さて、無事に・・・・・・とは言いがたい血と涙の溢れた犬猿合戦が終戦を迎えたので話を元に戻そうとしたのだが・・・・・・


「おい、ラムじぃ、話の続きをお願いするぞ・・・・・・ん?」


 チキに声をかけられた何でも知ってる素振りのじいさんは、この後に及んでも表情一つ変えずに突っ立っていた。

 その石化したじいさんの所に首を横に倒して近づいたチキは「え、何? んん?」と耳に手を当てる。どうやら何かを言っているらしい。よく見ると髭に隠れた口がもぞもぞと毛虫のように動いていた。

 僕とカレンもチキに倣ってラムじいに近づき耳を懲らす。


「儂の・・・・・・が、信じて、もら・・・・・・ごむにょ」


「ん? 信じて・・・・・・ごむにょ? 何だ?」


「儂の話を・・・・・・ごむにょん」


 かすかに聞こえる擦れた声。しかし内容はイマイチ聞き取れ無い。

ここに来て初めて背中の丸まったご老人らしい、おろおろとした態度を取っている。何か不思議な感覚だ。


 同じやり取りを何度か繰り返した後、遂にカレンが痺れを切らして


「もうハッキリと言わないかラムじいさんよ!」


 お灸を射した。その結果・・・・・・、


「わ、わ、儂の・・・・・・!」


「「「儂の!?」」」


「儂の話は信じて貰えないのかぁーーあーーあぁ~~あーー!」


「「「・・・・・・・・・・・・は?」」」


「チキが、儂の話を嘘だと・・・・・・」


「あ、まさかウチのせいでしょげてるの?」


「うん・・・・・・」


「えぇ・・・・・・、なんかごめん」


「・・・・・・嘘じゃっ」


「へ?」


「うーそぴょおーーーん、ぴょんぴょーん」 


「・・・・・・コロス」


 何が起きたのかは説明するまでも無い。
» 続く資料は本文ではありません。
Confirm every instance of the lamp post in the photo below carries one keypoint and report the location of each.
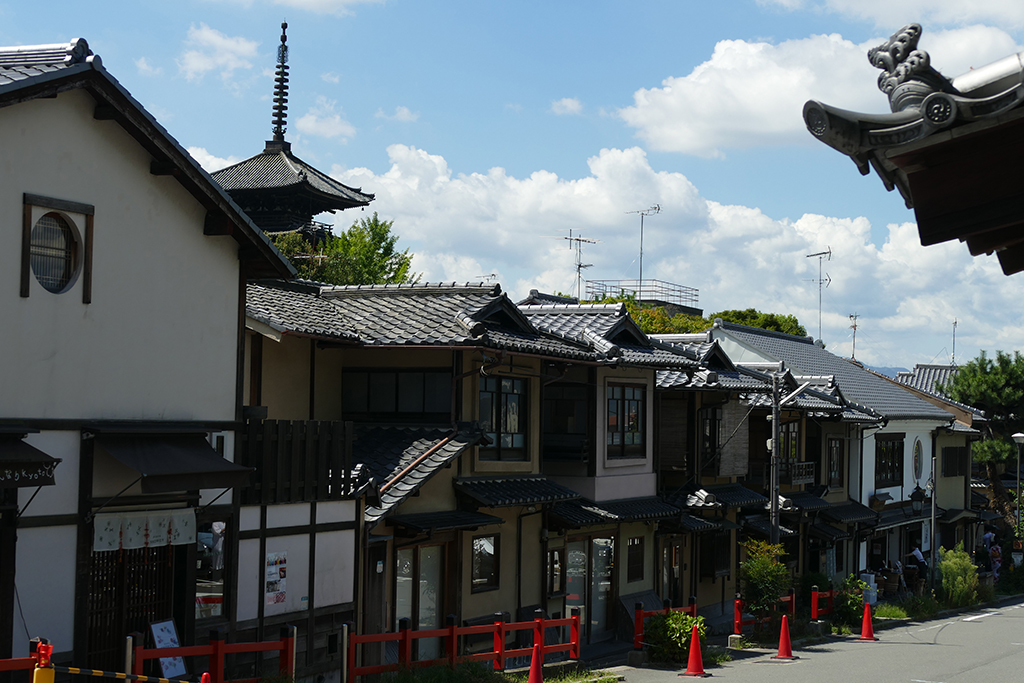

なんせこの時間は無駄だったのだから・・・・・・。


 無駄な時間を提供した代償として無駄に長い顎髭をミセリルコリデで斬り落とされたラムじいは正座姿で話の続き―――というより本題に戻った。


「おほん、まぁ、つまるところだな、聞いたままの話、見たまんまの姿、目の前にあるもの。どれも何が真実で何が虚偽か、嘘か誠か、正義か悪かは分からんと言うことじゃ。お主達も今後は気をつけるのだぞ」


 真剣に語っているのだろうが、彼の言葉を鵜呑みにするのならば内心では馬鹿にされているのかもしれないとも思った。


「今更説得力も何も無いよ、じいさん」


チキも同様に呆れた顔で白い息を吐いた。


「まぁ、本題といこうじゃないか。ソラ君の呪いを解く鍵だが、それはズバリ君たちのやるべきことと重なっている」


「それはつまり、他のティアの所持者(マスター)を探せば良いということか?」


「君は本当に察しの良い男じゃ、加えて愛嬌が無い。女にはモテないの」


「どうかーーん」


「入らんお世話だ。チキも語尾を伸ばして同感するな」


「ふっ」


「鼻で笑うのが一番タチ悪いからな」


「失礼した。これでも金髪少女には定評があるのだったな優理は」


「おい・・・・・」


「えっ、それってウチのこと?」


「失礼間違えた。金髪美少女には、だった」


「おいコラ姉さん、もう片方の腕も出血させちゃろうか? ああん?」


「まぁ構わんじゃろ、緑のティアの所持者(マスター)は回復魔法のスペシャリテだからの。出血くらいの傷ならいとも簡単に治すだろう」


「なるほど、ならば髭では無く直接顎を切り落とした方が早かったな、どうせ治して貰えるのだから・・・・・・」


「今からでも間に合うよ姉貴」


「待て、儂が悪かった。せめてものその者を連れてきてから切り落としてくれ」


「ほう? よもや検討が付いているような口ぶりだな」


「儂の水晶では、グオーレ王国から北の方角に向かった所に深い緑があるように見えた。きっと森じゃろう。このセピア世界で森が自然発生することは無いだろうからきっとそこに緑のティアの所持者(マスター)が居るはずだ」


「そうか。優理ちゃんと聞いてたか? ソラを救うには緑のティアの所持者(マスター)を見つけなければならないらしいぞ」


 何故だろう、一度脱線して交通事故を起こしかけた会話が交通整備されて終着に辿り着いている。そして僕だけその列車に、いや新幹線に乗れず置いて行かれた・・・・・・。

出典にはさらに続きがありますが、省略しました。